View Full Version : Tired of being tired all the damn time!


eap1014
08-01-17, 05:52 PM
Somewhat recently diagnosed, only taking Lexapro (20mg) at the moment. I tried Adderall and Ritalin, neither seemed to help my focus. But now I'm thinking that maybe I wasn't able to focus because I was too tired?

What meds have others tried that helped with the constant fatigue?

I do have a lot of good days where I'm not yawning all day long, but it seems to be getting worse as I'm getting older. I'm almost 40 and I'm a nanny and I work at a child care center and I'm an art student. I need my energy!!!

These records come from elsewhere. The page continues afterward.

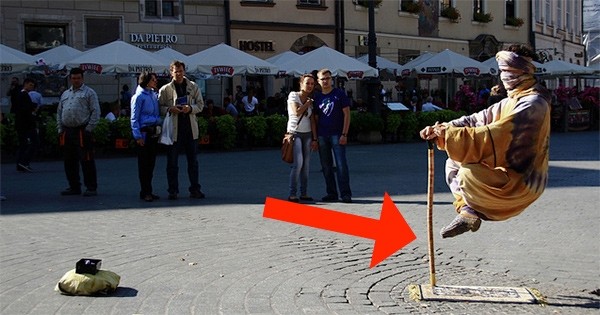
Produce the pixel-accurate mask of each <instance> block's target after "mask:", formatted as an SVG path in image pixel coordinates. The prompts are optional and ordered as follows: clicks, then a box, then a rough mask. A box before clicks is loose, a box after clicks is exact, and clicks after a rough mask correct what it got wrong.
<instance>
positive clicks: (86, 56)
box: [64, 40, 169, 74]
mask: <svg viewBox="0 0 600 315" xmlns="http://www.w3.org/2000/svg"><path fill="white" fill-rule="evenodd" d="M64 66H65V67H66V68H67V69H71V68H75V67H80V68H82V69H83V70H86V71H93V72H95V73H99V74H137V73H140V72H142V71H149V72H156V73H167V72H168V68H169V65H168V64H165V62H164V60H163V59H161V58H160V57H157V56H156V55H154V54H153V53H151V52H149V51H146V50H143V49H141V48H138V47H136V46H134V45H131V44H128V43H126V42H123V41H120V40H118V41H114V42H111V43H108V44H105V45H102V46H98V47H96V48H93V49H90V50H88V51H86V52H84V53H83V54H81V55H80V56H79V57H76V58H74V59H71V60H70V61H67V62H66V63H65V64H64Z"/></svg>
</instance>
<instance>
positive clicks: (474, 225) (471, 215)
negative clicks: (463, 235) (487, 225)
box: [440, 211, 481, 238]
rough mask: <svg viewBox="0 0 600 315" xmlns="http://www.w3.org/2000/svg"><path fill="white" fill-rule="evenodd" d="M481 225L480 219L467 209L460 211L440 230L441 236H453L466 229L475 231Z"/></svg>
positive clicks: (457, 234) (474, 231)
mask: <svg viewBox="0 0 600 315" xmlns="http://www.w3.org/2000/svg"><path fill="white" fill-rule="evenodd" d="M480 226H481V219H480V218H479V217H477V215H475V214H472V213H470V212H468V211H461V212H460V214H459V215H457V216H456V217H455V218H454V220H452V222H450V224H448V225H447V226H446V227H444V228H443V229H442V230H441V231H440V235H442V238H447V237H454V236H457V235H460V234H463V233H465V232H467V231H471V232H477V230H479V227H480Z"/></svg>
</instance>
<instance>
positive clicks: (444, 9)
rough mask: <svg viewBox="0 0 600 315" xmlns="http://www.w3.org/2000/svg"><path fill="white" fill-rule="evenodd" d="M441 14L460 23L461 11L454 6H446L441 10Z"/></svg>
mask: <svg viewBox="0 0 600 315" xmlns="http://www.w3.org/2000/svg"><path fill="white" fill-rule="evenodd" d="M440 16H442V17H445V18H447V19H448V20H450V21H451V22H454V23H458V22H459V21H460V11H458V9H457V8H455V7H453V6H447V7H445V8H444V9H443V10H442V12H440Z"/></svg>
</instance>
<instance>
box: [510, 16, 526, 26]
mask: <svg viewBox="0 0 600 315" xmlns="http://www.w3.org/2000/svg"><path fill="white" fill-rule="evenodd" d="M523 23H525V21H523V19H522V18H519V17H516V16H509V17H507V18H506V25H510V26H516V27H521V26H523Z"/></svg>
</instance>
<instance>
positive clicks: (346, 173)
mask: <svg viewBox="0 0 600 315" xmlns="http://www.w3.org/2000/svg"><path fill="white" fill-rule="evenodd" d="M332 151H333V153H332ZM319 157H320V158H321V168H322V171H323V177H325V185H326V186H327V195H329V196H335V197H338V196H339V195H338V190H337V186H339V189H340V194H341V196H342V197H352V191H351V190H350V174H349V172H348V163H347V162H346V146H345V145H340V136H339V135H333V136H327V137H322V136H319ZM334 158H335V164H336V166H337V168H336V170H335V171H334V168H333V159H334ZM334 172H336V174H335V175H337V176H334ZM336 177H337V185H336V182H335V180H336Z"/></svg>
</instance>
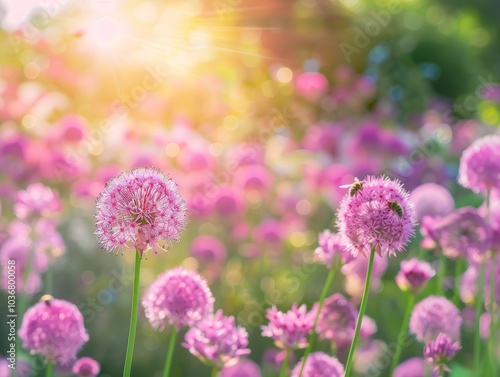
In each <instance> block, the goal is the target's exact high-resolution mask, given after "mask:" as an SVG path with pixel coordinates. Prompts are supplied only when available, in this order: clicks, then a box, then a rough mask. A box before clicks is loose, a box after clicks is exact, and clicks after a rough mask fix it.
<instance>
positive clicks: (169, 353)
mask: <svg viewBox="0 0 500 377" xmlns="http://www.w3.org/2000/svg"><path fill="white" fill-rule="evenodd" d="M177 332H178V331H177V328H176V327H175V326H174V327H173V328H172V334H171V335H170V341H169V343H168V353H167V360H166V361H165V369H164V370H163V377H168V376H169V375H170V366H171V365H172V358H173V356H174V349H175V340H176V338H177ZM214 370H215V368H214Z"/></svg>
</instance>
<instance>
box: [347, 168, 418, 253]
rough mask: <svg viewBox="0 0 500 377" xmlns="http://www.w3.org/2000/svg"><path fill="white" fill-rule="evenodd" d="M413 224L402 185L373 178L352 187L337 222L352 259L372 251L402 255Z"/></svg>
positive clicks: (407, 239) (405, 192) (409, 235)
mask: <svg viewBox="0 0 500 377" xmlns="http://www.w3.org/2000/svg"><path fill="white" fill-rule="evenodd" d="M415 223H416V219H415V210H414V208H413V204H411V203H410V202H409V201H408V193H407V192H406V191H404V189H403V187H402V186H401V184H400V183H399V182H398V181H393V180H390V179H388V178H386V177H381V178H376V177H372V176H369V177H368V178H366V179H365V180H363V181H356V182H354V183H353V184H352V186H351V188H350V189H349V193H348V194H347V195H345V196H344V199H342V202H341V203H340V208H339V211H338V219H337V226H338V228H339V233H340V234H341V236H342V240H343V242H344V244H345V245H346V246H347V249H348V250H349V251H350V252H351V253H352V255H353V256H354V257H356V256H357V255H358V254H359V253H361V254H363V255H367V254H369V253H370V249H371V248H374V249H375V251H376V252H377V253H378V254H379V255H382V254H389V255H395V254H396V251H400V252H402V251H403V250H404V247H405V245H406V244H407V243H408V240H409V239H410V237H411V236H413V234H414V230H413V228H414V227H415Z"/></svg>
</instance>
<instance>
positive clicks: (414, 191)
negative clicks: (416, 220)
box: [410, 183, 455, 221]
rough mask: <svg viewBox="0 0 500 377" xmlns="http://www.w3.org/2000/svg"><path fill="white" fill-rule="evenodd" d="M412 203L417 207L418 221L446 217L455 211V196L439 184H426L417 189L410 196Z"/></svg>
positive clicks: (419, 187) (411, 201)
mask: <svg viewBox="0 0 500 377" xmlns="http://www.w3.org/2000/svg"><path fill="white" fill-rule="evenodd" d="M410 201H411V202H412V203H413V204H414V205H415V213H416V216H417V220H418V221H421V220H422V219H423V217H424V216H433V217H441V216H445V215H447V214H449V213H450V212H452V211H453V210H454V209H455V201H454V200H453V196H451V194H450V192H449V191H448V190H447V189H446V188H444V187H443V186H441V185H438V184H437V183H424V184H423V185H420V186H418V187H416V188H415V189H414V190H413V191H412V192H411V194H410Z"/></svg>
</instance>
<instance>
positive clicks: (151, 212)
mask: <svg viewBox="0 0 500 377" xmlns="http://www.w3.org/2000/svg"><path fill="white" fill-rule="evenodd" d="M95 217H96V234H97V237H98V239H99V243H100V244H101V246H102V247H103V248H104V249H106V250H107V251H112V250H115V249H118V251H119V250H120V249H121V250H122V253H123V249H124V248H128V247H135V248H136V249H137V250H138V251H139V253H140V254H141V255H142V253H143V252H144V251H146V250H147V249H148V248H150V247H151V248H152V249H153V250H154V252H155V253H157V252H158V249H159V248H160V249H166V248H168V246H166V244H167V243H168V242H171V241H178V240H179V235H180V233H181V232H182V231H183V230H184V227H185V225H186V203H185V202H184V200H182V198H181V196H180V194H179V188H178V186H177V184H176V183H175V182H174V181H172V180H171V179H170V178H169V177H168V175H166V174H164V173H163V172H161V171H160V170H158V169H155V168H138V169H134V170H131V171H128V172H124V173H122V174H120V175H119V176H117V177H115V178H113V179H112V180H110V181H109V182H108V183H107V184H106V187H105V188H104V191H103V192H102V193H101V194H100V195H99V197H98V198H97V203H96V214H95ZM118 251H117V253H118Z"/></svg>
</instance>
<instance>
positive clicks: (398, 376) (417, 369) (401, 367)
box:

I sleep decently, and get 8-ish hours most nights...getting out of bed is really hard no matter how much sleep I got that night though.

My dr doesn't seem to be of much help in knowing what could combat the fatigue, and I'm on Medicaid, so I can't just switch drs...

I was hoping that I could get some suggestions from others who have been there and I'll go to my next apt armed with more info.

Thanks!

sarahsweets
08-02-17, 04:57 AM
IME making sure that I 100% have a good sleep routine is what works best for fatigue. And I dont mean something like "I go to bed at 11" I mean a routine that you use every single day no matter what, something that is predicatable and doable.

Unmanagable
08-02-17, 10:13 AM
I can no longer take meds due to side effects outweighing benefits in my particular biological make-up, but remember that I, too, used to be quite lethargic, had no energy, couldn't even force momentum, and had reached a point of misery where I was almost bed ridden.

I was also morbidly obese at the time, tipping the scales at over 300 lbs., but had been told repeatedly that all my blood work, etc. was "okay" and they couldn't find anything wrong other than a few chronic illnesses like fibromyalgia, severe osteoarthritis, and other inflammatory digestive issues, like IBS, acid reflux, etc. that I'd just have to get used to and take meds for the rest of my life to manage them, as they simply come with age. (along with anxiety, insomnia, depression, adhd, etc., etc.)

Then I drastically changed my consumption habits, thanks to an ER visit that was suggesting surgery as my next move. I gave up all meat, dairy, eggs, caffeine, and alcohol along with artificially sweetened/flavored/colored/scented anything, have since lost over 100 lbs. and have had energy and vitality restored that I thought I'd never see again.

Apparently much of the dis-ease we live with comes from the foods we eat and the things we choose to drink, not simply from getting older, as most of the docs I encountered say. Genetics aren't the only things that run in families, so do the consumption habits.

Some think what I did was way too extreme to even think about trying, however, I personally felt that allowing them to cut me open and remove organs and such was even more extreme.

I also added purposeful daily movement that wasn't a regular part of my days before, and made it fun and easily accessible so I can look forward to it rather than dreading it. I get most of my daily hydration in during the morning hours, too, whereas before, I used to space it out throughout the entire day. But then again, back then, I would also count sodas, sweet tea, coffee, and alcohol as hydrating liquids. Not a wise move.

Prior to the changes I made, I had also been a life long shift worker and my sleep habits were to stay up until the wee hours of the morning and sleep until almost noon-ish the next day. A couple years after having resigned from my job that required such a crazy schedule, I still suffered from major sleep disturbance.

However, a few months into my consumption changes, my sleep cycles started changing, too. Now it's rare that I'm up past midnight and I'm up by 8ish each day, if not earlier, especially during garden season. Never thought I'd sleep like "normal" folks do, or do anything else that closely resembles anything "normal". Ever.

So after all that rambling, what I found to work the best for me, overall, is to pay close attention to all of my consumption habits to ensure I'm fueling and surrounding my body with the cleanest choices possible in regards to what it can healthily work with. It seems to do a much better job in looking after itself once it can relax and perform as it was meant to in a more user-friendly environment vs. the toxic cesspool I'd created for it before. Everyone's mileage will vary. Best wishes in finding your healthiest grooves.